Beware! Cyber threat!
A new project that Aleksei Ruchai participates in is called "Intelligent Methods of Ensuring Cyber Security of Industrial Networks of Computer-Aided Process Control Systems at Enterprises". The work under this project is being conducted with the supervision on behalf of the SUSU senior research fellow Konstantin Kostromitin.
In the Ural region, first and foremost, such systems are used at metallurgy enterprises. The high temperatures, aggressive acidic vapours and other hazards for workers and residents of the city, which may become an epicentre of an environmental disaster, make automation life-saving.
Data from cameras and sensors are fed to standard computers connected with each other through protocols like TCP/IP. And what if a virus interferes with the work of such system, or an ill-intentioned hacker decides to create a local apocalypse in the city?
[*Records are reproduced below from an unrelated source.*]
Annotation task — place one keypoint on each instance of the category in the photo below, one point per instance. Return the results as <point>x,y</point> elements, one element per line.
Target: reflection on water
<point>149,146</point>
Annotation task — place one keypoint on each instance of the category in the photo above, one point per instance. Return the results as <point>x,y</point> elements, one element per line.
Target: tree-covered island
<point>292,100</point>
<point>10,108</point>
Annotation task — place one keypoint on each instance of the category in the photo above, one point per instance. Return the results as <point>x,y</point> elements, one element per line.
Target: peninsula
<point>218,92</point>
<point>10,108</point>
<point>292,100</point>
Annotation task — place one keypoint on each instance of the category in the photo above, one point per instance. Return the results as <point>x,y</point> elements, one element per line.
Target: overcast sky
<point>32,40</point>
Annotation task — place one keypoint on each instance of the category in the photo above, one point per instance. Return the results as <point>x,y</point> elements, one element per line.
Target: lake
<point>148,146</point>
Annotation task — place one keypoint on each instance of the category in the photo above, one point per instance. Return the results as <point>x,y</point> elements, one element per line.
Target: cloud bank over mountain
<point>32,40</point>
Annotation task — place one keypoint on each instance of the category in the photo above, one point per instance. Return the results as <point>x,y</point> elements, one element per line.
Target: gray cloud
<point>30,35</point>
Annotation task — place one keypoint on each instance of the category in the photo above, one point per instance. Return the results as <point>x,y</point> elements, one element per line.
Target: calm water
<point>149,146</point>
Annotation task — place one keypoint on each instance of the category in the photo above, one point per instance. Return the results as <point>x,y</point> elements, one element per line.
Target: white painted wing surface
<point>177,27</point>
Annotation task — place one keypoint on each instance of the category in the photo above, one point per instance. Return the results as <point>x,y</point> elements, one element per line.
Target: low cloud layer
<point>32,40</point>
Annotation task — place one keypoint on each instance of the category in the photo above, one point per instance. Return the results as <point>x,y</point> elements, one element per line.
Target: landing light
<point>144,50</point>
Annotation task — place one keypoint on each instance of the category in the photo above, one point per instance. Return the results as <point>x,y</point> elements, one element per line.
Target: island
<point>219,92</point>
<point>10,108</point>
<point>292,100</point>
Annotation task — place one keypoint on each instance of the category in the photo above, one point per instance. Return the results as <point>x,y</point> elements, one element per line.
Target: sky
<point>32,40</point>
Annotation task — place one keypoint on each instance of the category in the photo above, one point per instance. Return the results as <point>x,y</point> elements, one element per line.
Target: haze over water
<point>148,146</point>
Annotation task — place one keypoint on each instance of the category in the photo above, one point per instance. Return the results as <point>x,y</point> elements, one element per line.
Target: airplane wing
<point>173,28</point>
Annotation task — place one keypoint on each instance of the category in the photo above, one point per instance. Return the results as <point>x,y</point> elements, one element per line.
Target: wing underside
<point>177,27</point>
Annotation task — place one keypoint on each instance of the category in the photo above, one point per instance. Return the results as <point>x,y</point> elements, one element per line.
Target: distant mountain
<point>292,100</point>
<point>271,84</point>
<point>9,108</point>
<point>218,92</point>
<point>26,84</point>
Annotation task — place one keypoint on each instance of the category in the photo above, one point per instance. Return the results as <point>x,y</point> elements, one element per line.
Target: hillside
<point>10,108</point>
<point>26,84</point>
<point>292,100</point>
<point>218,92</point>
Obviously, there already exist many technical means to prevent cyber attacks. However, they resemble "plugging of holes". While iron and steelworks can have quite many units, which require security.
Neural networks, which have learned from multiple cyber attacks' examples, could monitor the "general" state of the system, detecting suspicious conditions long before they cause trouble. Let us remember how it was with "marginal" bank transactions described earlier. Artificial intelligence will help efficiently set the reference points and monitor them in order to alarm us not just in time, but beforehand.